CARACAS, Sept 19 (Reuters) - Venezuelan state oil company PDVSA’s bonds fell on Monday, in what could signal initial market disappointment over the borrower’s $7.1 billion debt swap offer.
Under the exchange proposal unveiled on Friday evening, the new 2020 bond carries a 8.5 percent coupon and would replace bonds maturing in November 2017 and April 2017 .
An incentive for investors is that the new bond’s coupon is higher than the April 2107 bond’s 5.25 percent coupon though equal to that of the November 2017 paper.

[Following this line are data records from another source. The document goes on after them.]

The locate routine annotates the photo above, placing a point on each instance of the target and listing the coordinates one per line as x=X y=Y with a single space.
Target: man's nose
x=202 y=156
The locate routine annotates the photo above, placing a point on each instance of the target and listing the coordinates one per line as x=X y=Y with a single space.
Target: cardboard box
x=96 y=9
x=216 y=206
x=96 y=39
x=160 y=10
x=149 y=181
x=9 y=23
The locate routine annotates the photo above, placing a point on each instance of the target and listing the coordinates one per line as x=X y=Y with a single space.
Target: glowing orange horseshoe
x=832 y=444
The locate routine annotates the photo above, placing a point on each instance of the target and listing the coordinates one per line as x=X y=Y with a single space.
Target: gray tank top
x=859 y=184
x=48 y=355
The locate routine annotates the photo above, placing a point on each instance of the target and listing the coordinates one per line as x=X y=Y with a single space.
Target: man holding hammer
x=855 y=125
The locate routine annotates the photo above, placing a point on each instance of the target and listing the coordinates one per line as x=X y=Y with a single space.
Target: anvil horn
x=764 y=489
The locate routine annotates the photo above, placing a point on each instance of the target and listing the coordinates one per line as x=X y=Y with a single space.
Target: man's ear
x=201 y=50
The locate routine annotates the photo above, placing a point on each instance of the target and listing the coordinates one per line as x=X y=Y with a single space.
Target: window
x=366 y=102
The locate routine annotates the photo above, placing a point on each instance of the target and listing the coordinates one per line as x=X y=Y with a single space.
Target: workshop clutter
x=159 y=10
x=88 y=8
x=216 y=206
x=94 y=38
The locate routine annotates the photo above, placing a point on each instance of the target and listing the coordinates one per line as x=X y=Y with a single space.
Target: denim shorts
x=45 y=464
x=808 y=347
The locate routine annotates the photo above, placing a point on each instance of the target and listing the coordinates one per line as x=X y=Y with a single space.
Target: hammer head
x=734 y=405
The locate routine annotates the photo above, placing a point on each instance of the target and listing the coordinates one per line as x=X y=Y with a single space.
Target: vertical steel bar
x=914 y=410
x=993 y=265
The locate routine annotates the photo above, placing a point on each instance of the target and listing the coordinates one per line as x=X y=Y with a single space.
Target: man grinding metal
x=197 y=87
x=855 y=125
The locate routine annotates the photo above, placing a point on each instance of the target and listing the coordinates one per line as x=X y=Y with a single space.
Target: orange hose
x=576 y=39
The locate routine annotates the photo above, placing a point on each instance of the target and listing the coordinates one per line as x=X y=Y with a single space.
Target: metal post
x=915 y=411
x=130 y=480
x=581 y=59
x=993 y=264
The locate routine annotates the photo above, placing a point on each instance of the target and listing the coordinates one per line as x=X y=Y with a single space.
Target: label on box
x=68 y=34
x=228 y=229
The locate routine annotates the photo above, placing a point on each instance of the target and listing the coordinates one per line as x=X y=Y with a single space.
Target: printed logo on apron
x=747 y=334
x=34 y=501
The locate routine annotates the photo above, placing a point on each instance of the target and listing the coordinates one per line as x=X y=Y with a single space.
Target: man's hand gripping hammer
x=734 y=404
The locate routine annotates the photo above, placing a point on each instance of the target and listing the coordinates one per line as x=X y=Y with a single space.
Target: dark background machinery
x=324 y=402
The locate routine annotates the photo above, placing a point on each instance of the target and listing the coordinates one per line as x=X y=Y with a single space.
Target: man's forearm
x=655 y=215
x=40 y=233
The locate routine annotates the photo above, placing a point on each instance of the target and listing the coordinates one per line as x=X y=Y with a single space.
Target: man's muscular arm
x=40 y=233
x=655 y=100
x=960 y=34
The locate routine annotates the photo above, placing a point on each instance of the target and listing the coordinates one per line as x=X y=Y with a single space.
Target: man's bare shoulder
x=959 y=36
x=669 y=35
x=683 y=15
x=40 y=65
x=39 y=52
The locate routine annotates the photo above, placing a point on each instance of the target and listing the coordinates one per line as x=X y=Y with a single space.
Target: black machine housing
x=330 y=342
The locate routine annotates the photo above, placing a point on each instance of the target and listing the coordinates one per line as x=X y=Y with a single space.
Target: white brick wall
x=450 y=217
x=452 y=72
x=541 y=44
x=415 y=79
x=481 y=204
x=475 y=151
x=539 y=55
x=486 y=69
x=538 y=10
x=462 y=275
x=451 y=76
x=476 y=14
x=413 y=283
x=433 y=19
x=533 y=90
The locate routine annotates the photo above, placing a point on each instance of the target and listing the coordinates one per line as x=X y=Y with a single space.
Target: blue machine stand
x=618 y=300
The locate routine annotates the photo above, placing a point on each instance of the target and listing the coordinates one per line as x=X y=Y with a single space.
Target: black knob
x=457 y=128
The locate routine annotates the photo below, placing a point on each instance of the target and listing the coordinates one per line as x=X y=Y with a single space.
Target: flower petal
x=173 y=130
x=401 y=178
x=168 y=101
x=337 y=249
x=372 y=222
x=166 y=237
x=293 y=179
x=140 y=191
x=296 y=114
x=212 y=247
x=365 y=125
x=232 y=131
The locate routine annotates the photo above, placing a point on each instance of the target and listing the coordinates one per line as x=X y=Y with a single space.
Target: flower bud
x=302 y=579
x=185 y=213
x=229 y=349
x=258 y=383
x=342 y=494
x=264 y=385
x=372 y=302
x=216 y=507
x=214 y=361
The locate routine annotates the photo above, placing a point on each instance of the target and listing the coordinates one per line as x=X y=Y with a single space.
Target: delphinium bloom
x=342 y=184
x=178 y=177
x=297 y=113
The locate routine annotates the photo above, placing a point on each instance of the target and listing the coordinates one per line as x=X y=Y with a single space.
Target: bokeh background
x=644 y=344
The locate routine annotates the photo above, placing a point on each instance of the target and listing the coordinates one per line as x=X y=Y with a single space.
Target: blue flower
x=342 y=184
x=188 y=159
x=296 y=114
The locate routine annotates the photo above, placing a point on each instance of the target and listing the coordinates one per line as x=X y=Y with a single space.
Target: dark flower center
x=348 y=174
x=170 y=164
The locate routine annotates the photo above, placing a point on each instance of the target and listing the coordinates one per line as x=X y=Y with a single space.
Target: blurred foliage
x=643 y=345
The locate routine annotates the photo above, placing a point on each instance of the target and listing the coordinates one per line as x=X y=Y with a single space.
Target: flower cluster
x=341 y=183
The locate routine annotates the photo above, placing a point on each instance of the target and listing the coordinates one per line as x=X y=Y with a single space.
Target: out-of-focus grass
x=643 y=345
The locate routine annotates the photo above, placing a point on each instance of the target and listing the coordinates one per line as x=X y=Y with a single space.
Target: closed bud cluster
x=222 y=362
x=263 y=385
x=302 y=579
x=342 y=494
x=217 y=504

Another is that PDVSA would use shares of its U.S. refiner CITGO unit as a collateral guarantee.
Nomura analyst Siobhan Morden said the uncertainty of how the collateral would be valued partly account for the initial disappointment in the bond market over the swap proposal.
On Monday, the November 2017 debt bond fell 2.45 points, or 2.9 percent, to a bid price of 78.35, while the April 2017 bond was off 2.1 points or 2.7 percent, to 71.5.
Other PDVSA bonds were all down, with the benchmark 2022 bond off 1.615 points or 2.5 percent, to a price of 57.19, according to Thomson Reuters data.
PDVSA president Eulogio Del Pino said at the weekend the offer had “very attractive” returns, but the company would honor all 2017 bonds if the swap was not taken up.
After long fretting about possible default, investors in recent months have grown more optimistic the OPEC member country will meet debt payments despite an economic crisis that has spawned triple-digit inflation and chronic product shortages.